Как бы не так… Проясненность эта очень скоро оказалась дурацкой иллюзией. Состояние проясненности — всего лишь мечта, абсолютно недостижимая, тем более в провинциальном аду, среди назойливых людей с их сплетнями и болтовней, с их самодовольным чванством и презрением к духу, с их неустанным усилиями смутить хлипкий, дорогой ценой завоеванный покой человека.
Отчаяние! Ненависть к нищете, из-за которой попадаешь в зависимость от всякой шушеры… от вульгарного приказчика и живоглота консула Хансена или от льстивого шельмы адвоката Веннингстеда. Ненависть к судьбе, к Вибеке, ко всему. Решение покончить с собой. Одинокая прогулка на лодке вместе с девочкой. Господи, спаси и помилуй! Жалкая капитуляция и слезливое возвращение к жизни. И ужас Атланты, когда он в припадке самоуничижения признался ей, какие у него были намерения. Ее отчаяние, ее внезапная нежность… как сверканье редких, неподдельных алмазов в обыкновенной, с виду дешевенькой брошке!
— Атланта! — позвал он.
Атланта чрезвычайно удивилась:
— Чего это ты лежишь? В пальто! Уж не заболел ли?
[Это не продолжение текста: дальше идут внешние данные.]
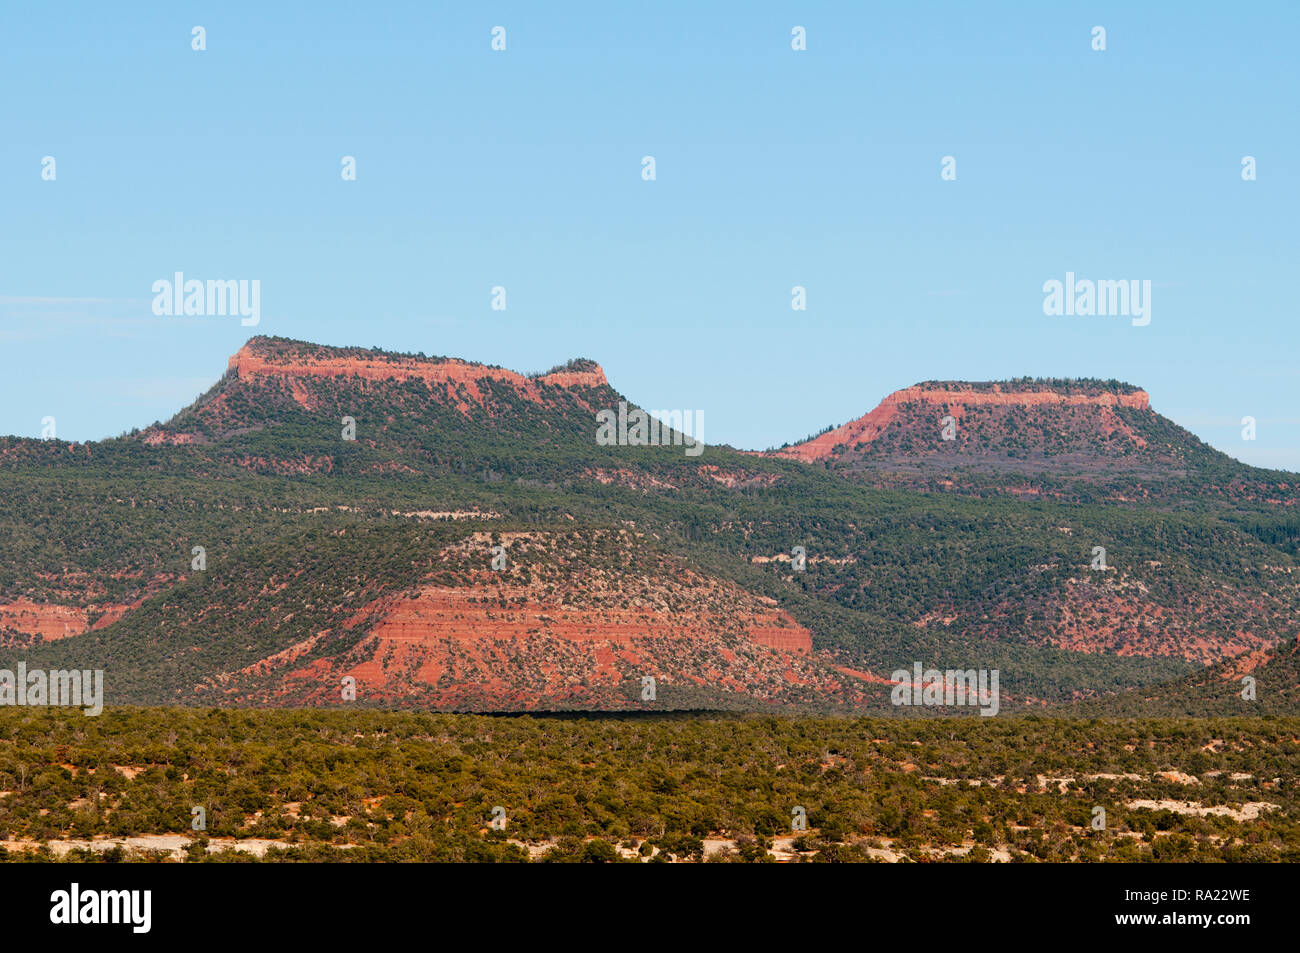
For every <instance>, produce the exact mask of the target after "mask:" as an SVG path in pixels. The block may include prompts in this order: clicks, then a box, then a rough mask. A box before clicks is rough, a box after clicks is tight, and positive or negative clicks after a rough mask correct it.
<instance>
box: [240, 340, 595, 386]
mask: <svg viewBox="0 0 1300 953" xmlns="http://www.w3.org/2000/svg"><path fill="white" fill-rule="evenodd" d="M295 343H296V342H283V341H279V339H276V338H260V337H259V338H252V339H251V341H250V342H248V343H246V345H244V346H243V347H240V348H239V351H237V352H235V354H234V355H231V358H230V361H229V364H227V367H226V372H227V373H229V374H231V376H234V377H238V378H239V380H244V381H248V380H256V378H257V377H290V378H302V377H359V378H361V380H368V381H404V380H421V381H425V382H426V384H447V382H456V384H469V382H473V381H481V380H494V381H503V382H506V384H510V385H512V386H515V387H517V389H519V390H523V391H525V393H526V391H532V390H533V389H534V387H536V385H537V384H543V385H547V386H552V387H599V386H604V385H607V384H608V382H607V381H606V378H604V371H602V369H601V365H599V364H595V363H594V361H585V360H575V361H569V363H568V364H567V365H564V367H562V368H556V369H555V371H551V372H547V373H545V374H538V376H533V377H529V376H524V374H520V373H516V372H513V371H507V369H506V368H499V367H489V365H486V364H474V363H472V361H465V360H458V359H455V358H421V356H417V355H390V354H385V352H382V351H365V350H360V348H330V347H317V346H315V345H304V346H302V347H292V346H291V345H295ZM286 345H289V346H286Z"/></svg>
Он чувствовал глухую потребность выплакаться у нее на груди, прижать ее к себе так крепко и жарко, словно это их последнее объятие, рассказать ей о том, что произошло, чтобы она обезумела от радости. Но он остался лежать и лишь сказал:
— Да, Атланта, мне что-то нездоровится. Есть я не буду, и скажи тем двоим ученикам, что придут после обеда, что я заболел.
Тут магистр вскочил с дивана и сделал отрицательный жест рукой.
— Впрочем, нет, Атланта. Пусть эти балбесы приходят. Я, собственно, вполне здоров. Просто чуточку болела голова. А сейчас уже все в порядке.
Так. Ну, теперь как будто все. Комедия окончена. Порядок и спокойствие восстановлены. Теперь он будет радоваться. Только радоваться. Радоваться тому, что расскажет Атланте замечательную новость. Сделает ее счастливой несказанно. Разделит ее радость, отдохнет душой, почувствует биение жизни, будет жить,
Наконец-то он вроде бы все подытожил. Hie Rhodos!
[47]«Сегодня вечером! — сказал он себе. — Будет это сегодня вечером. Мы должны остаться одни. Одни с нашим праздником!»